A Fields le llevó casi cinco horas de interrogatorio a Samuel Ticknor sonsacarle la verdad. Fields llegó a inquietarse por el aspecto del abatido Ticknor, con la cara golpeada por los puños del mozo. Realmente su nariz parecía descentrada. Las respuestas de Ticknor alternaban entre la vanidad y la ligereza. Acabó por admitir su adulterio con Cecilia Emory y reveló que también se había enredado con otra secretaria del Corner.

– ¡Abandonará la casa Ticknor y Fields inmediatamente y a partir de este día nunca más regresará a ella! -dijo Fields.

– ¡Ja! ¡Esta empresa la creó mi padre! ¡Lo admitió en su casa cuando usted era poco más que un mendigo! ¡Sin él usted no tendría hoy una mansión ni una esposa como Anne Fields! ¡Lleva usted mi nombre sobre su espalda, señor Fields, por encima del suyo!

– ¡Usted ha arruinado la vida de dos mujeres, Samuel! Por no mencionar la destrucción de la felicidad de su esposa y de su pobre madre. ¡Para su padre esto hubiera sido una afrenta mayor que para mí!

Samuel Ticknor estaba al borde de las lágrimas. Cuando se marchaba, gritó:

– ¡Señor Fields, volverá a oír hablar de mí, se lo juro por Dios! Con sólo que usted me hubiera tomado de la mano y me hubiera introducido en su círculo social… -Se detuvo un momento, antes de añadir-: ¡A mí siempre se me consideró un joven inteligente en sociedad!

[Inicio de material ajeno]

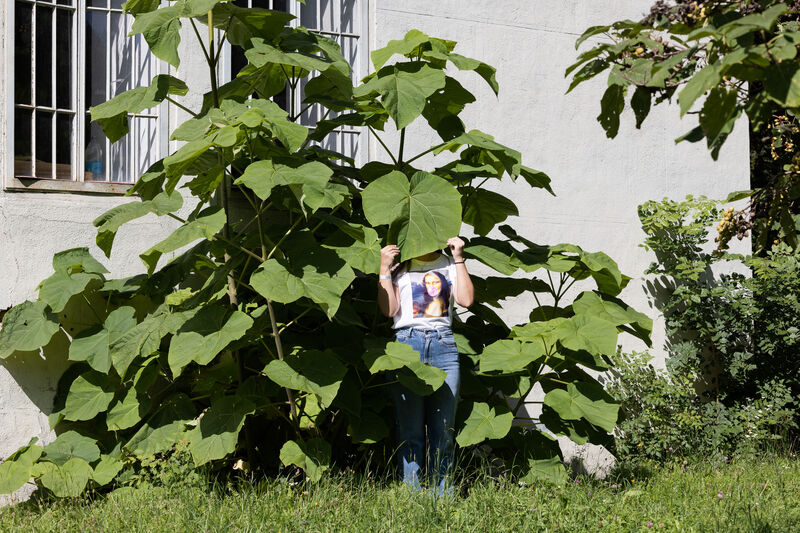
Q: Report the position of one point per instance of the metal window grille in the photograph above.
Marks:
(68, 56)
(344, 21)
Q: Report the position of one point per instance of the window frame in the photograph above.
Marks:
(10, 181)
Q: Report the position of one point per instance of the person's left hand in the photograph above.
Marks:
(456, 246)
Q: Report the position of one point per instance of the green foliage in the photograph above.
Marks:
(723, 60)
(258, 343)
(730, 382)
(748, 495)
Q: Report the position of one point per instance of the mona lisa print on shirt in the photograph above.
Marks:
(430, 293)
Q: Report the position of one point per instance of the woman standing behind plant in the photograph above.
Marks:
(419, 295)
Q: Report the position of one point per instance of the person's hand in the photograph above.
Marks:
(388, 253)
(456, 246)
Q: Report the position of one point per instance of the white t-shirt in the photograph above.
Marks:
(426, 293)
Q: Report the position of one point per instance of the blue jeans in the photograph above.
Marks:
(435, 413)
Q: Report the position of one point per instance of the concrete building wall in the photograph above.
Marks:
(599, 182)
(36, 225)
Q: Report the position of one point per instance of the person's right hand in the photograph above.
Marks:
(388, 253)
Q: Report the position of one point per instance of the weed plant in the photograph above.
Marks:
(750, 495)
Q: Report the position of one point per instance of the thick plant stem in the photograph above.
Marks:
(400, 151)
(279, 347)
(222, 191)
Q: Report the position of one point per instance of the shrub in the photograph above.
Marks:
(731, 383)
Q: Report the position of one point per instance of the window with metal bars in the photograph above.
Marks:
(344, 21)
(70, 55)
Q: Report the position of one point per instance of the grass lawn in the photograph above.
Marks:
(762, 495)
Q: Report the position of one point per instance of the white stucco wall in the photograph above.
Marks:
(36, 225)
(599, 182)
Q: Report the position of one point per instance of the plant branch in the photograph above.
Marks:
(383, 144)
(285, 235)
(178, 104)
(279, 347)
(402, 145)
(426, 152)
(200, 40)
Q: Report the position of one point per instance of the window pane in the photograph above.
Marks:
(145, 63)
(44, 144)
(22, 54)
(348, 15)
(22, 142)
(64, 134)
(95, 152)
(119, 169)
(121, 51)
(308, 15)
(146, 144)
(64, 59)
(44, 51)
(96, 43)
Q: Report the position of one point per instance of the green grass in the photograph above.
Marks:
(758, 495)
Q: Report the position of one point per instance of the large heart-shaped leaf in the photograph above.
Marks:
(420, 377)
(205, 335)
(106, 470)
(363, 254)
(309, 270)
(67, 480)
(510, 355)
(404, 89)
(263, 176)
(112, 115)
(15, 471)
(423, 212)
(614, 311)
(217, 432)
(109, 222)
(161, 27)
(410, 42)
(27, 326)
(485, 209)
(312, 371)
(589, 333)
(313, 457)
(89, 394)
(127, 411)
(587, 401)
(164, 428)
(485, 422)
(78, 259)
(94, 345)
(207, 223)
(72, 444)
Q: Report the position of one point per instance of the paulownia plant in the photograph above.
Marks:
(720, 61)
(260, 340)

Transcurrió una semana sin avances; una semana sin descubrir a ningún soldado que pudiera ser también un erudito dantista. Oscar Houghton envió un mensaje a Fields tras la demanda de éste de que no se perdiera ninguna prueba. Las esperanzas se desvanecían. Nicholas Rey advirtió que estaba siendo más estrechamente vigilado en la comisaría, pero hizo un nuevo intento con Willard Burndy. El proceso había causado un considerable desgaste en el ladrón de cajas fuertes. Cuando no se movía ni hablaba, parecía desprovisto de vida.